Trotzdem will Jung den Bundeswehr-Einsatz nicht als Krieg bezeichnen. "Wir machen einen Stabilisierungseinsatz und keinen Krieg", betonte er. Er warnte davor, die Sprache der Taliban zu übernehmen, die sich selbst als Krieger darstellten. Die Taliban seien aber keine Krieger, sondern Terroristen, sagte Jung. Deshalb rate er dringend dazu, diese Diskussion zu beenden.
"Marder" erstmals im Einsatz
Den Hauptanteil der Einsatzkräfte leistet nach Angaben aus Berlin Afghanistan mit 1000 Soldaten und Polizisten. Ziel der Offensive sei, aus Pakistan gesteuerte und finanzierte radikal-islamische Taliban aus der Region zu vertreiben und ihre Führung zu zerstören. Nach Angaben aus der Bundeswehr werden die radikal-islamische Taliban in der Region aus Pakistan gesteuert und finanziert. Die Bundeswehr unterstütze die afghanischen Sicherheitskräfte nun bei dem Ziel, die Taliban zu vertreiben.
Die "Frankfurter Allgemeine Zeitung" hatte bereits am Montag berichtet, dass die Bundeswehr im Zuge dieser großangelegten Offensive erstmals ihre 1979 eingeführten Schützenpanzer "Marder" in einem Gefecht einsetze. Dabei würden auch die Bordwaffen genutzt. Die "Marder" seien wegen der zunehmenden Kämpfe mit Aufständischen vor rund zwei Wochen von Masar-i-Scharif nach Kundus verlegt worden.
Warnung vor Gewaltspirale
Der Grünen-Verteidigungsexperte Winfried Nachtwei warnte im RBB vor einer Gewaltspirale. In Kundus machten sich jetzt gravierende Fehler des vergangenen Jahres bemerkbar.
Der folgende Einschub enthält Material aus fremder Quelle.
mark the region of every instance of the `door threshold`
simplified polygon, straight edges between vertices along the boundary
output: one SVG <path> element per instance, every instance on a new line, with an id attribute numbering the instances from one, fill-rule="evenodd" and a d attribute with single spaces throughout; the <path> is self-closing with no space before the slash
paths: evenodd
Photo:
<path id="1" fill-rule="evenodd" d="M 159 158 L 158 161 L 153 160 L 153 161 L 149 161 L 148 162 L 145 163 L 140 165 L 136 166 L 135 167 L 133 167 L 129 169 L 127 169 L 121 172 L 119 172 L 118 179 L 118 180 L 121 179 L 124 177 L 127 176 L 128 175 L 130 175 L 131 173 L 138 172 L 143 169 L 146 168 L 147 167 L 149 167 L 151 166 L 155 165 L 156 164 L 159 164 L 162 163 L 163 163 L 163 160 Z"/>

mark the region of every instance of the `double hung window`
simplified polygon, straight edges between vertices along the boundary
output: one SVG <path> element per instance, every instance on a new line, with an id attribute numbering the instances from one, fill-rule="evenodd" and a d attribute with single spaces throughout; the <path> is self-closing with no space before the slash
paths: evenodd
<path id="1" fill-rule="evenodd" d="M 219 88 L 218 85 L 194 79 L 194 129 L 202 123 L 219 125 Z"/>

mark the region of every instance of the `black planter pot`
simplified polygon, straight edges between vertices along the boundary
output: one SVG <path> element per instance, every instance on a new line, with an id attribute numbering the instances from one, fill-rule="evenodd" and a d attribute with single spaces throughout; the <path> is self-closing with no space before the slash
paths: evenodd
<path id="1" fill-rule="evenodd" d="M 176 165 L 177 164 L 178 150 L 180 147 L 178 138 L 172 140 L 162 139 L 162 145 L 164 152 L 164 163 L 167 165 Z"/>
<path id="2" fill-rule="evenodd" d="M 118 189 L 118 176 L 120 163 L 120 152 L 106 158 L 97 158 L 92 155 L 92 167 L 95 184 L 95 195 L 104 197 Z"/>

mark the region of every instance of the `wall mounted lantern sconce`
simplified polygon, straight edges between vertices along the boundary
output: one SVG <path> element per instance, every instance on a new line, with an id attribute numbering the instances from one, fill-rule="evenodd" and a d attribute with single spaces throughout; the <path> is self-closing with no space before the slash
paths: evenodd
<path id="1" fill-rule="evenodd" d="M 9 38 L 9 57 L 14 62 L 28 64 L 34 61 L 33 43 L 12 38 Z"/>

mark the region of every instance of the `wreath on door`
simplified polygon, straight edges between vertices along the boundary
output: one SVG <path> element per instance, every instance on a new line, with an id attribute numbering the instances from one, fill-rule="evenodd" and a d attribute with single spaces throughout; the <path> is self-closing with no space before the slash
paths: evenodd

Dort seien mehr als 500 Stellen bei der Polizei gestrichen worden. Dadurch hätten sich die Taliban dort festsetzen können.
Die Sicherheitslage in der nord-afghanischen Region Kundus hat sich auch nach Angaben von Verteidigungsminister Franz Josef Jung verschärft. Der internationale Afghanistan-Einsatz könne viele Erfolge vorweisen, sagte der CDU-Minister in Berlin. Die Verschlechterung der Sicherheitslage in bestimmten Gebieten gehöre aber zur Wahrheit - "konkret im Raum Kundus". Hier habe sich die Situation durch Hinterhalte von Aufständischen und Gefechte verschärft.
Angst vor Kriegen wächst
Nach dem "Sorgenbarometer" des Hamburgers Magazins "Stern" wächst die Furcht der Deutschen vor Kriegen mit deutscher Beteiligung. 35 Prozent der Befragten hätten große (24 Prozent) oder sehr große (11 Prozent) Angst davor. Das seien insgesamt 5 Prozentpunkte mehr als bei einer Umfrage im März, teilte das Magazin mit.
Für die amerikanischen Truppen in Afghanistan war der Juli bereits jetzt der bisher tödlichste Monat. Seit Beginn dieses Monats seien 31 Soldaten getötet worden, berichtete die "Washington Post". Damit liege die Opferzahl über der bisherige Höchstzahl im Juni 2008, als insgesamt 28 US-Soldaten starben. Auch die anderen ausländischen Truppen mussten im Juli schwere Verluste hinnehmen.